I remember seeing a guy being run away with at Folkestone. His horse galloped past the stalls and then carried on another 100 yards towards the end rail. The jockeys who were watching felt sure he would jump off, but he decided to stay on board. When the horse got to the point where he could go no further he did a huge skid and crashed into the fence. Miraculously, both horse and rider were fine.
The problem with a tearaway horse is he will be pulling hard, which means his head will be raised, which in turn means he won't be able to see where he is going. To rectify that the jockey has to stop pulling back on the reins, but the obvious consequence of that is it allows the horse to go faster.
It's a bit like going at 100 miles per hour on the motorway and letting go of the steering wheel.
Unfortunately, you either do that or you jump off. It's an absolutely horrible feeling.
Epsom ground great but owners deserved better
First, some praise.
I thought ITV did a magnificent job at Epsom. I watched a fair bit of the Derby day coverage before heading to Lingfield's evening meeting.

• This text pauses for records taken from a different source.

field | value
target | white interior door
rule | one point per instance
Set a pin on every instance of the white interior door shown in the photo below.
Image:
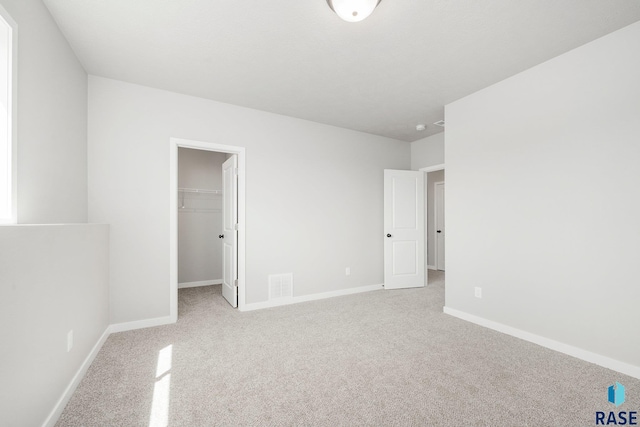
(440, 234)
(229, 230)
(404, 229)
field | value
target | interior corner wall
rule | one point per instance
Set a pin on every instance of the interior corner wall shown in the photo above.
(542, 208)
(428, 151)
(54, 280)
(52, 120)
(314, 193)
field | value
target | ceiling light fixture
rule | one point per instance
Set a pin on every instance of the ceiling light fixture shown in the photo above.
(353, 10)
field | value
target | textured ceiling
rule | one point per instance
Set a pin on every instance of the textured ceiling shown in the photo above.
(383, 75)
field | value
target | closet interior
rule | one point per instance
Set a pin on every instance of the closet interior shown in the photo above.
(199, 217)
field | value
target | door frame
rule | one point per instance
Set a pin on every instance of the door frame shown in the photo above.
(426, 171)
(174, 144)
(435, 223)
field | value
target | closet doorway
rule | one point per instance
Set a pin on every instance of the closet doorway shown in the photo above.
(435, 215)
(207, 238)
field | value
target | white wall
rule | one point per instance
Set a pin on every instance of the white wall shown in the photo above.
(200, 221)
(428, 151)
(542, 199)
(53, 279)
(314, 193)
(432, 178)
(52, 120)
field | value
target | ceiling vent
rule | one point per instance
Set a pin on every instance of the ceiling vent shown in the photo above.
(280, 286)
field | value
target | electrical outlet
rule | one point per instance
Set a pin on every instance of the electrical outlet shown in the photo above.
(69, 340)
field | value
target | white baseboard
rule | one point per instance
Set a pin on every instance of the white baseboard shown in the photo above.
(200, 283)
(53, 417)
(312, 297)
(139, 324)
(606, 362)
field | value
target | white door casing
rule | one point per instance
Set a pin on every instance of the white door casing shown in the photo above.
(229, 230)
(404, 229)
(440, 232)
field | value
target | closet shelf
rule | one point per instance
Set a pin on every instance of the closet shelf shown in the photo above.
(199, 190)
(198, 210)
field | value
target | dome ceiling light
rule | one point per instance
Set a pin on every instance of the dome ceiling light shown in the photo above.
(353, 10)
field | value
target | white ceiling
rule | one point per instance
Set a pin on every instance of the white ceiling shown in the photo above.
(383, 75)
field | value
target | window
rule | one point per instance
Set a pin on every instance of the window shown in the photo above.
(7, 140)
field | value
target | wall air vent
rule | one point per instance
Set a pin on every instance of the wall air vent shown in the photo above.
(280, 286)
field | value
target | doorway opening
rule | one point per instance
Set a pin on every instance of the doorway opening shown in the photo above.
(435, 217)
(197, 196)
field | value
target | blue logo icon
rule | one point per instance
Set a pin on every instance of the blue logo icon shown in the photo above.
(616, 394)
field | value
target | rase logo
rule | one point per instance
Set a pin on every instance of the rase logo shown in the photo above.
(616, 396)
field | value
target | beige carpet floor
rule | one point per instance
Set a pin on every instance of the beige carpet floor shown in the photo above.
(382, 358)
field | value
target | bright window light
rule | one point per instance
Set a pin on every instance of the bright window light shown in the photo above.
(7, 155)
(159, 416)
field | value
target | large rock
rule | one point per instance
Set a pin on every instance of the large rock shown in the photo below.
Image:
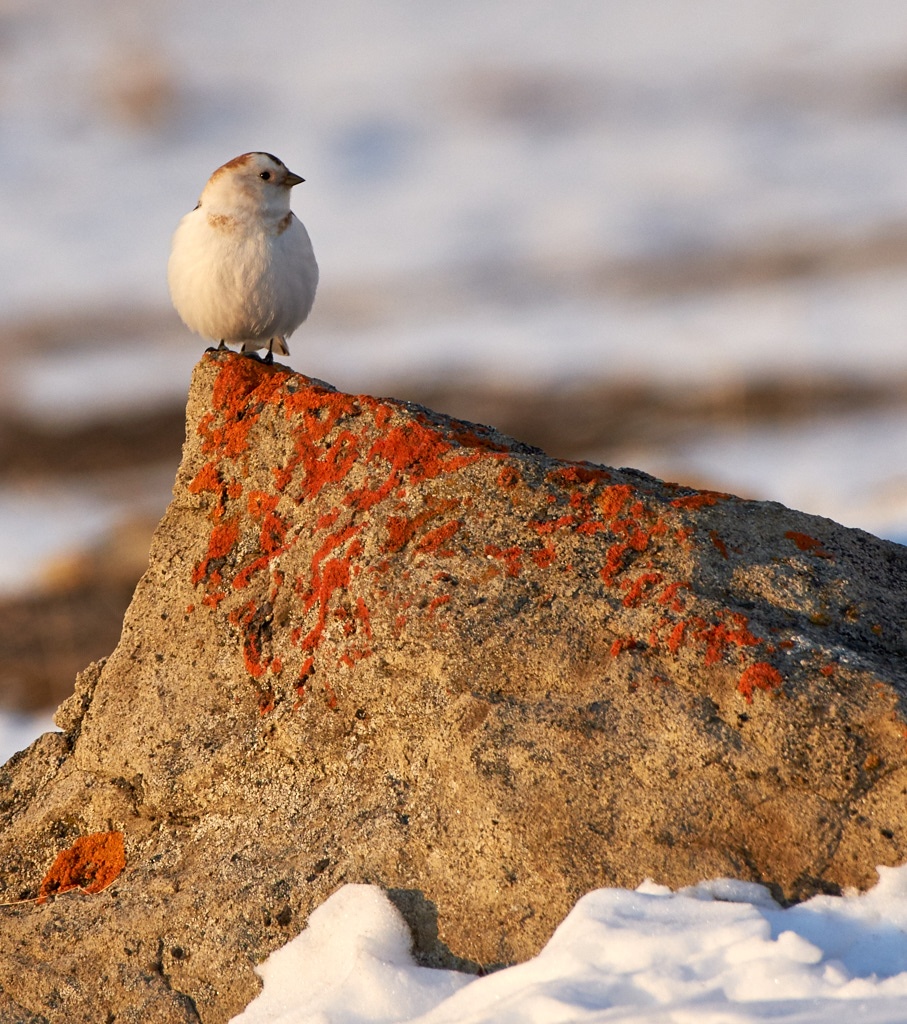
(375, 644)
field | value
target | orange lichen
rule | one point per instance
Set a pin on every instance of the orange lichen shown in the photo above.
(720, 636)
(809, 544)
(761, 676)
(221, 542)
(90, 864)
(436, 603)
(675, 641)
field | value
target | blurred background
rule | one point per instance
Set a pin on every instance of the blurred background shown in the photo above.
(664, 233)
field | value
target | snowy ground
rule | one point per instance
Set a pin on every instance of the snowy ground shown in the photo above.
(721, 952)
(686, 190)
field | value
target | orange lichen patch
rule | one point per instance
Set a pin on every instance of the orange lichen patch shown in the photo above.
(722, 635)
(90, 864)
(761, 676)
(241, 389)
(809, 544)
(637, 589)
(509, 477)
(512, 557)
(675, 641)
(544, 557)
(720, 545)
(413, 453)
(221, 542)
(436, 603)
(253, 625)
(328, 576)
(700, 500)
(621, 644)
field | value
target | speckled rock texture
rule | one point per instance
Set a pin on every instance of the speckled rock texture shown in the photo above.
(376, 644)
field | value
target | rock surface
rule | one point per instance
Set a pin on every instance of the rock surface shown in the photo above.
(375, 644)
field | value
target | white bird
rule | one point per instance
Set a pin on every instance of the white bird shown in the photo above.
(242, 269)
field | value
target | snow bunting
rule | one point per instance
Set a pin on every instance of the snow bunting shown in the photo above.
(242, 269)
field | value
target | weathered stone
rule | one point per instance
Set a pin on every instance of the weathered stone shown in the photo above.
(375, 644)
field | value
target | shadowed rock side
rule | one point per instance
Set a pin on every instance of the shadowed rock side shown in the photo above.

What I saw was brilliant. Also brilliant was the state of the racecourse. Epsom and Sandown have a superb clerk in Andrew Cooper, who once again produced the track in super condition.
Now a moan.
We had a runner on Friday at Epsom, where the owners' and trainers' area we were directed to was a temporary marquee just beyond the winning post. It had a sloping floor and high stools that proved extremely difficult to tackle. I found it easier getting on Tiggy Wiggy. I actually saw two people fall off the stools. Neither person looked to be under the influence.
On such an important day I couldn't believe there was no designated area for all owners in the main Queen's Stand.
It's often said, but it's true, that when owners come back from having a runner at Chester they tell trainers they would love to go back in the future. I'm not sure owners who experienced the sloping floor, or fell off one of the stools, will have said the same about Epsom.